Our way of life should look like what is described in today’s first scripture- and that is the lesson. Consider today’s scripture from the Book of Exodus If our way of life as Christians is a mere imitation of the values of the culture around us, if our practice of faith is mediocre, if our witness to the faith is thin, then we will fail in the purpose that God in Christ chose us for and fail in our mission as well.
In the Church’s second scripture, the apostle Paul writes to the Thessalonians, one of the earliest communities of Christians. He praises these Christians for their witness. They are a model of what a community of Christians should be.
Why is the witness of these Christians so extraordinary? Why have they become a model for Christians everywhere?
St. Paul tells us- because they abandoned the worship of idols.

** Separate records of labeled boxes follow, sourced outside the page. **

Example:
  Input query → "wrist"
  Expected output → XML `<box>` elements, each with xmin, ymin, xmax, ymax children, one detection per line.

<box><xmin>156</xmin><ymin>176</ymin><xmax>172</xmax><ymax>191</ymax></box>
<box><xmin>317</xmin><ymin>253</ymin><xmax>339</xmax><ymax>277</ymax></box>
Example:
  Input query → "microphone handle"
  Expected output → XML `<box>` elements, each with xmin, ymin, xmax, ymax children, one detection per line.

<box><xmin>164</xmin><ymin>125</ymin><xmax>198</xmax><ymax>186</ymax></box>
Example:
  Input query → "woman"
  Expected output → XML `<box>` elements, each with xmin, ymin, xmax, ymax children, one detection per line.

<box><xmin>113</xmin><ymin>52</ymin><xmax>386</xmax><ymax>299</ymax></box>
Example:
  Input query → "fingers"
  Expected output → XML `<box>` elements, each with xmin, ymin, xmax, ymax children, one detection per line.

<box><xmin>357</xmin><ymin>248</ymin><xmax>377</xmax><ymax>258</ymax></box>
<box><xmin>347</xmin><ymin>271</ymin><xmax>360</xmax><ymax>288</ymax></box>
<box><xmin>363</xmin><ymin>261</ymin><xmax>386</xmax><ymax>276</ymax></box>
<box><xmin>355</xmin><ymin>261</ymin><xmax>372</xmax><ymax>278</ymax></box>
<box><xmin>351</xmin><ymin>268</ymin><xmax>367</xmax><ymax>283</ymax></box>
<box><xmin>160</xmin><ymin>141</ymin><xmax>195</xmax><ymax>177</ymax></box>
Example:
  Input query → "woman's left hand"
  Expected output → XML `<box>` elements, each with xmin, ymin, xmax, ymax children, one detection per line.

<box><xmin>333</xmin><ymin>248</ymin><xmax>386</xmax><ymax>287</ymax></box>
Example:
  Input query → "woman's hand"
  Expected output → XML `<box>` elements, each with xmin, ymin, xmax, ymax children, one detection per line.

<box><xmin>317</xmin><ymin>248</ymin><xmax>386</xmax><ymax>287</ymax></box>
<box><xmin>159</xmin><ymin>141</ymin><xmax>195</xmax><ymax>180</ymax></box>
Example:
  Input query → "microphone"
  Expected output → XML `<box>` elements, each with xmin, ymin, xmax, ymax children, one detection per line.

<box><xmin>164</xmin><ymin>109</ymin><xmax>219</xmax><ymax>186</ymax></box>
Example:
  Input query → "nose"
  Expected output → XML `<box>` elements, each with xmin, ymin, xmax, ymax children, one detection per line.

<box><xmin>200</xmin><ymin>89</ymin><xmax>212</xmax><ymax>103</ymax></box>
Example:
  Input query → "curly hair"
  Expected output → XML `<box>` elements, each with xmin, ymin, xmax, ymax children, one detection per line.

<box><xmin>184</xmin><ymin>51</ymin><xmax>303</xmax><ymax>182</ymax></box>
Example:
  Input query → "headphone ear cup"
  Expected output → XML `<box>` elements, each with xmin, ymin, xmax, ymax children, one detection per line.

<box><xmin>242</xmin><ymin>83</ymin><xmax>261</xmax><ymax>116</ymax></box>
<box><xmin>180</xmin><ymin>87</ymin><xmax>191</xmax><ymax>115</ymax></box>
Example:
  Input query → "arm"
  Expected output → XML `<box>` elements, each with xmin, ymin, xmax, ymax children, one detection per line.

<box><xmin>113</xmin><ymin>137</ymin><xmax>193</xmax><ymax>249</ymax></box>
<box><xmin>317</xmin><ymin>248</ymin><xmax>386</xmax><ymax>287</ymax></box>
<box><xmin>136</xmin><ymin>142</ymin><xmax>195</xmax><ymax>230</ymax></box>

Idolatry, the worship of false and fallen gods is the capital sin of the Bible. Remember, the first of God’s great commandments is a condemnation of idolatry.
Now, idolatry is not just the worship of mythological beings. Idolatry happens when anything worldly becomes our ultimate and primary concern. Examples of worldly idolatry are things like the rapacious desire for wealth, pleasure, power and honors. But idols can also be things like the need to be right all the time or the need to have things our way or the need to feel secure all the time, or even an unwillingness to ever forgive. These attitudes are idols.
Idols make false promises to us, insisting that if we serve them and give them priority, then we will find purpose, meaning and fulfillment. But that’s all a lie. All that idols can deliver is our destruction- and this is why God opposes any and all idols. God’s joy is that humanity would flourish, not be destroyed.
Christians are as susceptible to idolatry as anyone else. Just because we give intellectual or cultural assent to the content of the Christian faith does not free us from power and influence of false and fallen gods. Christian faith is not just ideas in our minds or a cultural expression. Christian faith is a new way of life, a way of life that begins when we do what the ancient Thessalonian Christians did- abandon the worship of false and fallen gods.
Christ is his Gospel distills all the commandments of the Law of Moses, commandments which were concerned with every aspect of life, from eating to drinking, to what one should or should wear or touch, to where one should live and how one should conduct their business- Christ distills all these commandments to love of God and love of neighbor.
Now remember, by love, Christ does not mean something sentimental, but love is for Christ an expression of that for which we would literally give up our lives, that which would be our priority and our greatest concern. Christ is saying that God and neighbor should be our greatest love and worthy of our greatest sacrifices.
Further, for Christ, love is not about our emotions, but our will. Love is not simply what we feel, but is an action and it is expressed in what we are willing to do- thus if we love God, truly, we will worship him. And if we love our neighbor we will serve him.
This worship and service happens for us Christians in the Mass and in what are called the corporal and spiritual works of mercy. We Christians don’t make up our worship- God in Christ gives it to us in the Mass. We Christians don’t decide how our neighbor should be treated, God in Christ tells us in the corporal and spiritual works of mercy.
Love of God and of neighbor are not abstractions of the mind or vague public policy decisions, but acts of our own will that are expressed in worship and in service.
Worship and Service. God in Christ commands both of his disciples. If we love God in Christ, then we will do what he commands us to do.